You can do the googling yourself, but there are the pictures of policemen kneeling before the same people who attacked them minutes later. There are endless media and political figures applauding exactly the same people who then - inevitably - went on to riot.
You can't separate the 'good' protest from the 'bad' riot because it's exactly the same people and it was always going to end the same way. If you encouraged this nonsense in any form, you encouraged its outcome. You don't get to cheer it all the way until the first brick is inevitably thrown and then wash your hands of it. You are culpable. You can't just abdicate moral responsibility for your actions like that.
No institutions other than the media, the police and the political establishment, no.
Here's the Mayor of London at lunchtime yesterday:
"The death of George Floyd has rightly ignited fury and anguish not just in the USA but around the world. No country, city, police force or institution can be complacent about racism and the impact this has."
A few hours later and guess what? The pack of feral hoodrats he has encouraged to come into the heart of his city with their righteously ignited 'fury' interpret this as a free opportunity to have a go at the police because racism.
Only then does he say it's unacceptable to attack the police.

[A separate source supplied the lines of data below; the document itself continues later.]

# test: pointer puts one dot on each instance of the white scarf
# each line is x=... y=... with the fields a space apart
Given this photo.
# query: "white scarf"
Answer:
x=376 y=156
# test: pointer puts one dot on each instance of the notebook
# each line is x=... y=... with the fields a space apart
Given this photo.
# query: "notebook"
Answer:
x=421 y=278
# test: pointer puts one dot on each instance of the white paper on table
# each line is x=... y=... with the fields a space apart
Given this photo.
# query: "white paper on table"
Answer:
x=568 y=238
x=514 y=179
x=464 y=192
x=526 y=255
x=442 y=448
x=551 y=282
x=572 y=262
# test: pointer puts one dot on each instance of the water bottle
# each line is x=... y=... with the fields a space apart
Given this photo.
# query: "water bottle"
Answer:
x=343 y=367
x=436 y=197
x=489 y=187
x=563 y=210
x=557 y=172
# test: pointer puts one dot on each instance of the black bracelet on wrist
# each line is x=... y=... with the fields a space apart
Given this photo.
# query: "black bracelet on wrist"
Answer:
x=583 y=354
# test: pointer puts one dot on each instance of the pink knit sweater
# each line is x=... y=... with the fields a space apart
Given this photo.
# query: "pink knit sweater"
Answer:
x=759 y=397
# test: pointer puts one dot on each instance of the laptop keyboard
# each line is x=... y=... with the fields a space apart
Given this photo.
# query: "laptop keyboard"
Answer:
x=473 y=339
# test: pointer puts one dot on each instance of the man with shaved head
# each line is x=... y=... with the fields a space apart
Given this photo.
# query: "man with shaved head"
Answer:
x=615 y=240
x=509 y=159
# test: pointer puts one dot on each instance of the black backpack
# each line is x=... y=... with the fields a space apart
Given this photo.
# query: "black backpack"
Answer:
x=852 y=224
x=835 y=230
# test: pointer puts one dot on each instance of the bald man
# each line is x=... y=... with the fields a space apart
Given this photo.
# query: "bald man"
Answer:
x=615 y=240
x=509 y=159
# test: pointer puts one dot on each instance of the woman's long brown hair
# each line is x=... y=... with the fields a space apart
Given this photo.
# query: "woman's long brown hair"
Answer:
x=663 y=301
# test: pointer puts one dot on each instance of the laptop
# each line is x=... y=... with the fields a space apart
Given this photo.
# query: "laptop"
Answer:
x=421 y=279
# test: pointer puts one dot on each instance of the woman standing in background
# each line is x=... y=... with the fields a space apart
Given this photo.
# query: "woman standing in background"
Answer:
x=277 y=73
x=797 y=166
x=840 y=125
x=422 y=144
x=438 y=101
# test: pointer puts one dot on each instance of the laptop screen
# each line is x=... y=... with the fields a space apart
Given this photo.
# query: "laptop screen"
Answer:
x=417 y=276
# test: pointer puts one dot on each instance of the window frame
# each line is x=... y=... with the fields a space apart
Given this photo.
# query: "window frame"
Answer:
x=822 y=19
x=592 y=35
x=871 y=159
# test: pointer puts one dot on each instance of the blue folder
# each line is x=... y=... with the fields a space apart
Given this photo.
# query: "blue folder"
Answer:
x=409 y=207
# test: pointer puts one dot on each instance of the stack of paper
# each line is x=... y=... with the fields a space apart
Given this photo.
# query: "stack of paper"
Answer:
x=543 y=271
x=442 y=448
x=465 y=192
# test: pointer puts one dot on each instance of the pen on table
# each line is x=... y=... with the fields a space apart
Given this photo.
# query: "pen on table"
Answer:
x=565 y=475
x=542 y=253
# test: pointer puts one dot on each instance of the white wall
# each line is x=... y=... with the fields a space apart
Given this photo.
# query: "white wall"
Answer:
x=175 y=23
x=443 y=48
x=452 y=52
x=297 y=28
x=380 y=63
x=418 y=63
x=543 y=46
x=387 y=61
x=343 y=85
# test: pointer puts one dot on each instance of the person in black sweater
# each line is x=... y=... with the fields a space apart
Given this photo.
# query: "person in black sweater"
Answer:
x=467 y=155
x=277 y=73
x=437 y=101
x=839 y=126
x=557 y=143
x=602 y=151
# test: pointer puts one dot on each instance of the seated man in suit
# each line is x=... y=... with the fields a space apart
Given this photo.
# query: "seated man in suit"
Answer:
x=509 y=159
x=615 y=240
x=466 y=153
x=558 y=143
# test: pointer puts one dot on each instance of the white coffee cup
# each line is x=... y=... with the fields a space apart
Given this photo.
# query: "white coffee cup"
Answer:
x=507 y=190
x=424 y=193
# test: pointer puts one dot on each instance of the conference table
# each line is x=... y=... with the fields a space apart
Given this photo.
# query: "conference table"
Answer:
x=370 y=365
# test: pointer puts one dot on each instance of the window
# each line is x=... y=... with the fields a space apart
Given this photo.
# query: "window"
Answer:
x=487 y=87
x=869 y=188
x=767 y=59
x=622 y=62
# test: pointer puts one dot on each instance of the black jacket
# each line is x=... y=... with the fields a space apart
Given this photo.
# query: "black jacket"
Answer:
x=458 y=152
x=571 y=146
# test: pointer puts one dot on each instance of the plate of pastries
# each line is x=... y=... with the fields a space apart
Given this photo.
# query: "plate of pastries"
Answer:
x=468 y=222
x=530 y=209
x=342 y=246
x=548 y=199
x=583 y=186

He set the police up as targets, encouraged the mob to have a go at them and then walked away.
You can't incite that sort of shít and then tut tut at its outcomes. It's like w@nking someone off and then complaining that your hand's covered in spunk.

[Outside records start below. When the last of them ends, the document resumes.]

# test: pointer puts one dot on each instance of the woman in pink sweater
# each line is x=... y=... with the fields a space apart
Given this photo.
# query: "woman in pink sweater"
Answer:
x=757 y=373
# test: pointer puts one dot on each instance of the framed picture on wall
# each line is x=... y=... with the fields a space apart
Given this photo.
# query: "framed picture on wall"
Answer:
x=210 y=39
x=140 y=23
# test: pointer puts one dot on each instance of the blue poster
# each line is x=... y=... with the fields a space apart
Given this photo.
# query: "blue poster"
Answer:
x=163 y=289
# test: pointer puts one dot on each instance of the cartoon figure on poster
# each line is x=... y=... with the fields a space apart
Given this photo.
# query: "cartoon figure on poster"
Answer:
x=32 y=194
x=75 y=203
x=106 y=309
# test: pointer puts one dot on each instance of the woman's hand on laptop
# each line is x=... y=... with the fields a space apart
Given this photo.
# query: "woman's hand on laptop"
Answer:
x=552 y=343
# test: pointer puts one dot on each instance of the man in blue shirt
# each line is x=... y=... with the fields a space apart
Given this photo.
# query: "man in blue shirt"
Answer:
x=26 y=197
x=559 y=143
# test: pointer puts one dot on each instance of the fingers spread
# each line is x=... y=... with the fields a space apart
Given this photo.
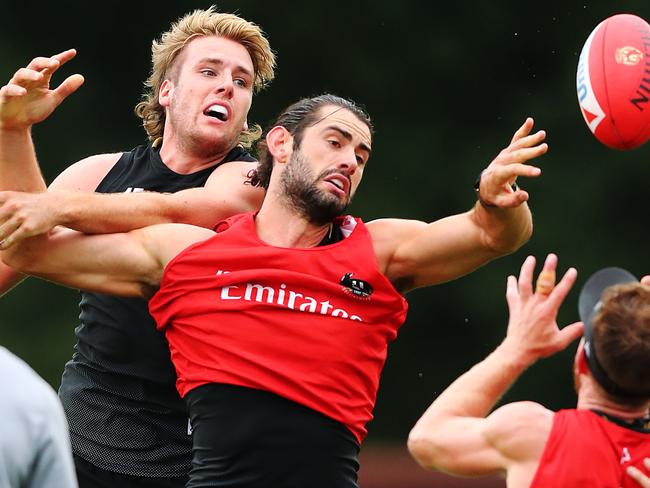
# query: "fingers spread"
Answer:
x=65 y=56
x=524 y=130
x=526 y=277
x=70 y=85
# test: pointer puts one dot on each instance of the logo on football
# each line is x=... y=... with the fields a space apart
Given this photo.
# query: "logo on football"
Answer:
x=613 y=81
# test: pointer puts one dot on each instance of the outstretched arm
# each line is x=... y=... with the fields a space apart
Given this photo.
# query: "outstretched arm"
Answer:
x=454 y=434
x=414 y=254
x=27 y=100
x=128 y=264
x=28 y=214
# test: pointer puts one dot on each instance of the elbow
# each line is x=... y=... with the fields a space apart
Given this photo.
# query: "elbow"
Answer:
x=509 y=240
x=20 y=259
x=422 y=448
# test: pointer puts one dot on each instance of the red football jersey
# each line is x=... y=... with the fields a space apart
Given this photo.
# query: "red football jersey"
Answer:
x=311 y=325
x=585 y=449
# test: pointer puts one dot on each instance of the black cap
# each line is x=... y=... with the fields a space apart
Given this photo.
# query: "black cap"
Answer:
x=588 y=305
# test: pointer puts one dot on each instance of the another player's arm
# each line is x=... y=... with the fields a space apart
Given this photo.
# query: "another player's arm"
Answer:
x=127 y=264
x=413 y=253
x=453 y=435
x=23 y=215
x=25 y=100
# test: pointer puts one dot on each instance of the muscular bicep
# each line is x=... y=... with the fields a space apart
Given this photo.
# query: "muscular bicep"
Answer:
x=226 y=193
x=412 y=253
x=511 y=438
x=459 y=446
x=85 y=175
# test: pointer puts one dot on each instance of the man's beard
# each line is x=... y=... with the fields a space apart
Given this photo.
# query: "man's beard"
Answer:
x=300 y=189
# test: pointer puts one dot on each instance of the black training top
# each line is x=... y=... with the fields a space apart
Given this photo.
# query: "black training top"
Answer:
x=118 y=390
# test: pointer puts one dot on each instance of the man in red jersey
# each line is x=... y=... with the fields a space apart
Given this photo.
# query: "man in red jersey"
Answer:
x=601 y=443
x=278 y=323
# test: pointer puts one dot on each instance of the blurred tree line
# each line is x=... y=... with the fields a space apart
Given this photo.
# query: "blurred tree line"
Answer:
x=446 y=84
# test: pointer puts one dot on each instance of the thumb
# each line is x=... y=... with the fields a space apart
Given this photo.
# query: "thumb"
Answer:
x=70 y=85
x=570 y=333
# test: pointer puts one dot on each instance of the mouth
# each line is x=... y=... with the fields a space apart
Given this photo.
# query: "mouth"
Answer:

"The death of George Floyd has rightly ignited fury and anguish not just in the USA but around the world. No country, city, police force or institution can be complacent about racism and the impact this has."
Sounds like an incredibly reasonable statement. I doubt anybody at yesterday's gatherings even heard Khan's words, let alone acted on them.
Hopefully the scum attacking the police will be dealt with properly. He's made the right statement in that respect, hopefully action will follow.
On the day he'd allowed the gathering of thousands (during a pandemic and against social distancing measures, but hey-ho), he talks about igniting fury? When he could at least have demanded a peaceful response? You don't see that as in any way inflammatory, no?
Not only is that statement encouraging a gathering that is completely unacceptable in the current situation, it's also validating not just anger but 'fury'. And, not only does it not bother to make the point that the Met has absolutely no culpability, but in fact it goes out of its way to tar them with the same brush!
'Incredibly reasonable'? Bóllocks. Inflammatory and irresponsible rhetoric from a man who is actually charged with the welfare of the city in which he's just helped to foment rioting.